After a four year government investigation, General Electric Co. will pay a $50 million fine over its alleged misuse of hedge fund accounting which in one case, regulators said allowed GE to avoid missing analysts’ earnings expectations.

The Securities and Exchange Commission alleged in a federal court filing today that the industrial conglomerate, which also owns various media properties committed accounting fraud in 2002 and 2003.

GE settled the charges without admitting or denying the allegations, the SEC said. GE had received a notice in September last year that the SEC was considering taking court action.

“On four separate occasions in 2002 and 2003, however, high-level GE accounting executives or other finance personnel approved accounting which was not in compliance with Generally Accepted Accounting Principles (“GAAP”) so as to increase earnings or revenues or to avoid reporting negative financial results,” the SEC alleged in the complaint.

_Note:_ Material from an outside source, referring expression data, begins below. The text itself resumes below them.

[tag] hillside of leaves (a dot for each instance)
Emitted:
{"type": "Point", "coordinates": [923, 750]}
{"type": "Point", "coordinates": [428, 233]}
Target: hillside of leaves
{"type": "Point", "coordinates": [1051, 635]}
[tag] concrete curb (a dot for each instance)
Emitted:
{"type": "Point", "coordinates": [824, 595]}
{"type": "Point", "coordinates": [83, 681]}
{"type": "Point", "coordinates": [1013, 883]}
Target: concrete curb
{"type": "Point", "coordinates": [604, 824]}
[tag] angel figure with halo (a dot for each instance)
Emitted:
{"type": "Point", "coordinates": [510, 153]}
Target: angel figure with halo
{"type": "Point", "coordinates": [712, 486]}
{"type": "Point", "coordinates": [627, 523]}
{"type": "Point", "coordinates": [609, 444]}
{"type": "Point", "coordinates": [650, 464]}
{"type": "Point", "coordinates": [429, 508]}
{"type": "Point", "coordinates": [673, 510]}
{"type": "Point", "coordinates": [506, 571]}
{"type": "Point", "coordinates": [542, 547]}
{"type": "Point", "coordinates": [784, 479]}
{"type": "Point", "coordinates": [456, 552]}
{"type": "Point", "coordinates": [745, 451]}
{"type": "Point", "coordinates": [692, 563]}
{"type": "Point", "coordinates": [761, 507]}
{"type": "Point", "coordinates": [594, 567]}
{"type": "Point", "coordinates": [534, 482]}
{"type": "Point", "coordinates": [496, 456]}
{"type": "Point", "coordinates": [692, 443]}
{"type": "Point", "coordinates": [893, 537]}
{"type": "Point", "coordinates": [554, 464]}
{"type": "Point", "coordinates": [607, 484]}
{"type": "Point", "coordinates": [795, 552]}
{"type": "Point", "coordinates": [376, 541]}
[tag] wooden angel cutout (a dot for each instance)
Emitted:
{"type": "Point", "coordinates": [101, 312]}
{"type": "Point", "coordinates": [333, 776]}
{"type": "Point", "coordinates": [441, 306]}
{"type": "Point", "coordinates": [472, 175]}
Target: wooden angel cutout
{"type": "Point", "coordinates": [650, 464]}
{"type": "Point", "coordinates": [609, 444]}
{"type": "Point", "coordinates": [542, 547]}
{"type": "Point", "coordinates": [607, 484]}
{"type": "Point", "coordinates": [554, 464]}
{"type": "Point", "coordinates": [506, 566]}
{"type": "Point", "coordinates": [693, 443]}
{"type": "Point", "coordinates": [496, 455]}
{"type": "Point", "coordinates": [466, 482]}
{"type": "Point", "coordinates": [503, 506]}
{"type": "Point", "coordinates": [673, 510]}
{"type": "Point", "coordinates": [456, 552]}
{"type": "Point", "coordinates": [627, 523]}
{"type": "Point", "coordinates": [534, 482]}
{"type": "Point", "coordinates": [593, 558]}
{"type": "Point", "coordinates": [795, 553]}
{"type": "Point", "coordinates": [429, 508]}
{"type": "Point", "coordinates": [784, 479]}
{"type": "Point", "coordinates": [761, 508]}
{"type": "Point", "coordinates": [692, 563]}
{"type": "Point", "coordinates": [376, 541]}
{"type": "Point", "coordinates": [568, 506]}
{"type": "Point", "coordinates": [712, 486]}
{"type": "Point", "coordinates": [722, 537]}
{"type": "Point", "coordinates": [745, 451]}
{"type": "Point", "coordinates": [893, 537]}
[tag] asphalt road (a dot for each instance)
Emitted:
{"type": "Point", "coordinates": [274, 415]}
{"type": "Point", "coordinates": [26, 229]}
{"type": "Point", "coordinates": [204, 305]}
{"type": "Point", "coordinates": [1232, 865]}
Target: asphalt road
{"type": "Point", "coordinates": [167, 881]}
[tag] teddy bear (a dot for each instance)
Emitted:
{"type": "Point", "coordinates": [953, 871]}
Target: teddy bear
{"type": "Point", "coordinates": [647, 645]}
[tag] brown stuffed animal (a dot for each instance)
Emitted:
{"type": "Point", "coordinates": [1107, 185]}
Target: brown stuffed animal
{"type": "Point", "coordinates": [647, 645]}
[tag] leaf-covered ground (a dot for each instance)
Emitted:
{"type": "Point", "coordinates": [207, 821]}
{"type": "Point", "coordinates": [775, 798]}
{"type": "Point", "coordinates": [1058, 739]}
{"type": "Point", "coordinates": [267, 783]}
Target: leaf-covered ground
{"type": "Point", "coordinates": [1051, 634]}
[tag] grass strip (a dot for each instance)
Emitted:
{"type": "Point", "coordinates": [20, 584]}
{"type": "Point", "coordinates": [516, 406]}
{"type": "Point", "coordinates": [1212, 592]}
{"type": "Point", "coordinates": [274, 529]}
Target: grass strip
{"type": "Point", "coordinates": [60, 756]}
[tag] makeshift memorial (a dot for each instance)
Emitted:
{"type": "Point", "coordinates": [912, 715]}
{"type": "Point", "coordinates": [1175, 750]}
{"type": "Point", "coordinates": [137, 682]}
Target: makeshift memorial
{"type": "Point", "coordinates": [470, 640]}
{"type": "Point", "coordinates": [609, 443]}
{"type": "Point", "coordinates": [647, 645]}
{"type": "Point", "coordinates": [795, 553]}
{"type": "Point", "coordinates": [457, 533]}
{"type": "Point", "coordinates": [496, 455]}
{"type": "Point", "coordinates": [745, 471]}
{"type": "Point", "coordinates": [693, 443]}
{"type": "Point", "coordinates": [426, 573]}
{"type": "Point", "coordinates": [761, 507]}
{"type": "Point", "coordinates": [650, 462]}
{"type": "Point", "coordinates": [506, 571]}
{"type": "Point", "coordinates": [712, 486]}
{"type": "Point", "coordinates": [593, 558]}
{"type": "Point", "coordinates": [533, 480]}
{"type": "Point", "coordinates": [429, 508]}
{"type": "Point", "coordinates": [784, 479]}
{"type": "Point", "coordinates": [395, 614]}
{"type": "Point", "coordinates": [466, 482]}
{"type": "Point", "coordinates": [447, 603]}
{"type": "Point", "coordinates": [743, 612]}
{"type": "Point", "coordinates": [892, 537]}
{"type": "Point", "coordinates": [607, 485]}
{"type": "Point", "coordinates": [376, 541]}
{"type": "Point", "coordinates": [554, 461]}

General Electric said today it settled the matter because “we have concluded that it is in the best interest of GE and its shareholders to resolve this matter and put it behind us on the basis announced today.”

“The errors at issue fell short of our standards,” GE said.

The conglomerate said it produced about 2.9 million pages of e-mails and other documents to the SEC and spent approximately $200 million in legal and accounting expenses to make sure issues were addressed appropriately.

The U.S. regulator said it took into account remedial acts by the company to improve its internal audit and controllership operations.